A crise, relatada durante uma manifestação e uma transmissão ao vivo do vereador Abelardo em frente ao condomínio, teria origem no período da pandemia. Entre 2021 e janeiro deste ano, segundo moradores, a gestão condominial deixou de realizar assembleias e prestações de contas regulares, enquanto serviços como manutenção da caixa d'água, poda de áreas verdes e conservação de parques infantis foram negligenciados. Há relatos de infestação de pragas urbanas e infiltrações que agravariam quadros de saúde, como asma em crianças. O ponto mais grave do manifesto aponta que, por um período, o controle informal da portaria chegou a ser exercido por integrantes do tráfico de drogas, revertido a partir de janeiro, com intervenção policial.

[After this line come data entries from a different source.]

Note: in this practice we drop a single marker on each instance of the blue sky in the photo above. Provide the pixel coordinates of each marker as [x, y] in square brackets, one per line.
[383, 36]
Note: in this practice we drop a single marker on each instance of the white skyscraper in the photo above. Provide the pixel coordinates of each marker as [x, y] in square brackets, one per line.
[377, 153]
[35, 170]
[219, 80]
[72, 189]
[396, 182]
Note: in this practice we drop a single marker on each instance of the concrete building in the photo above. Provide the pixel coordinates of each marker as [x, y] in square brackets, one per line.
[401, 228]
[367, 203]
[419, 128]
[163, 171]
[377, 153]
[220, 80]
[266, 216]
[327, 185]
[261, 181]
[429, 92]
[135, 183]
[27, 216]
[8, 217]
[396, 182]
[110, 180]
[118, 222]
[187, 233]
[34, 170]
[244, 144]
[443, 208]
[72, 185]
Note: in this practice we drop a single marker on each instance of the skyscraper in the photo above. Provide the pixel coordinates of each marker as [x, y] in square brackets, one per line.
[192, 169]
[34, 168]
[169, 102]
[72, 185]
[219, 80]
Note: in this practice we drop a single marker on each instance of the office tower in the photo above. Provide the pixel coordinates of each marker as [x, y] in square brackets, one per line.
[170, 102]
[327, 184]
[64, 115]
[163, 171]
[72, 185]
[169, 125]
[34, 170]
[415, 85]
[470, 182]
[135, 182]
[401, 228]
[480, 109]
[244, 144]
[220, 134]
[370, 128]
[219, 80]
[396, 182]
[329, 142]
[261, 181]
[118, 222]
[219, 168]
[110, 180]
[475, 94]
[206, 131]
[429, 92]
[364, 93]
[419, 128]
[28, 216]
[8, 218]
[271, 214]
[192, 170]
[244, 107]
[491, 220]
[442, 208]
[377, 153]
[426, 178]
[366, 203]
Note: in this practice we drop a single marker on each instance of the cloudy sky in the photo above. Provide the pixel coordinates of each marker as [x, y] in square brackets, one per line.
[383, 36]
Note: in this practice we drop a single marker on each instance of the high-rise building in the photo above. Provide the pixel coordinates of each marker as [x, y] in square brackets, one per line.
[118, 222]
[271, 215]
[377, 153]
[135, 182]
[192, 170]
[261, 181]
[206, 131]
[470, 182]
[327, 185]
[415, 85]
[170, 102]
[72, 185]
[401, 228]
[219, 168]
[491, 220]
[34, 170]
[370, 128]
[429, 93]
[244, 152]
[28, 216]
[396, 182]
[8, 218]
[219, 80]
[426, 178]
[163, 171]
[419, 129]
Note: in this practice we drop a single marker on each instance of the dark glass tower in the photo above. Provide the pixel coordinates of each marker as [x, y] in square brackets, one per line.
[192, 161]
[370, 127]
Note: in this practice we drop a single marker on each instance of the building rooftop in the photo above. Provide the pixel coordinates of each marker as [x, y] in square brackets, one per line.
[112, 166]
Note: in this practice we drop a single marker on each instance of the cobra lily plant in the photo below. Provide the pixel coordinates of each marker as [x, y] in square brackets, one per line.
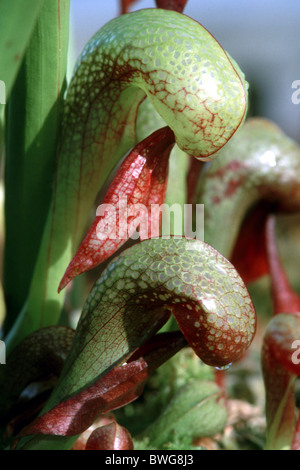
[154, 117]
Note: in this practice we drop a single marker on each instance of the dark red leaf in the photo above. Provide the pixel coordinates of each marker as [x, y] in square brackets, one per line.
[110, 437]
[140, 182]
[249, 256]
[284, 297]
[118, 387]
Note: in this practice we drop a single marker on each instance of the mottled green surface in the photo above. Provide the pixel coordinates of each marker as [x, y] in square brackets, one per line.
[137, 292]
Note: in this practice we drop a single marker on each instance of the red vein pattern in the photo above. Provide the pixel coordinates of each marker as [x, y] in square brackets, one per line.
[140, 183]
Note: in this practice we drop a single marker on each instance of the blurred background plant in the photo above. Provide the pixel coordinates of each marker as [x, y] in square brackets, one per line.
[263, 39]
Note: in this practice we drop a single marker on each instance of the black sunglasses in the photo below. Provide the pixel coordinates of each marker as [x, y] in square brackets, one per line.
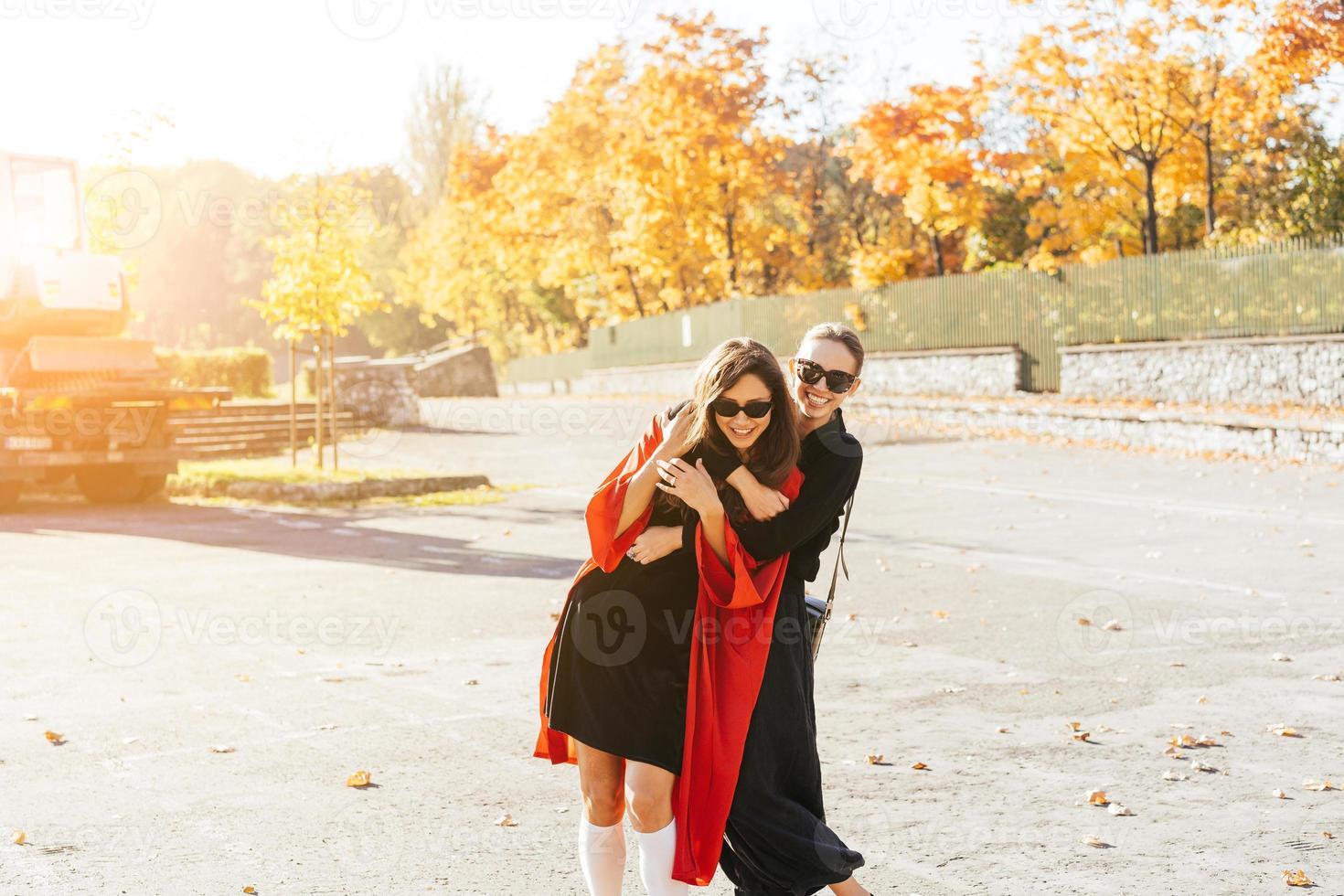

Diante da ausência percebida de contrapartida nos serviços, parte dos condôminos suspendeu o pagamento das taxas, amparada, segundo a Associação de Moradores e Amigos do Cachoeirinha 1 (AMAC1), por uma antiga sindicância que teria determinado a não cobrança judicial enquanto os serviços não fossem prestados. Em 2026, porém, os processos acumulados passaram a tramitar de forma mais agressiva: dívidas que começaram em torno de R$ 2.500 hoje superam, em alguns casos, R$ 20 mil ou R$ 25 mil por unidade, segundo os moradores. Levantamento da comunidade aponta que apenas cerca de 90 das 246 unidades estão adimplentes.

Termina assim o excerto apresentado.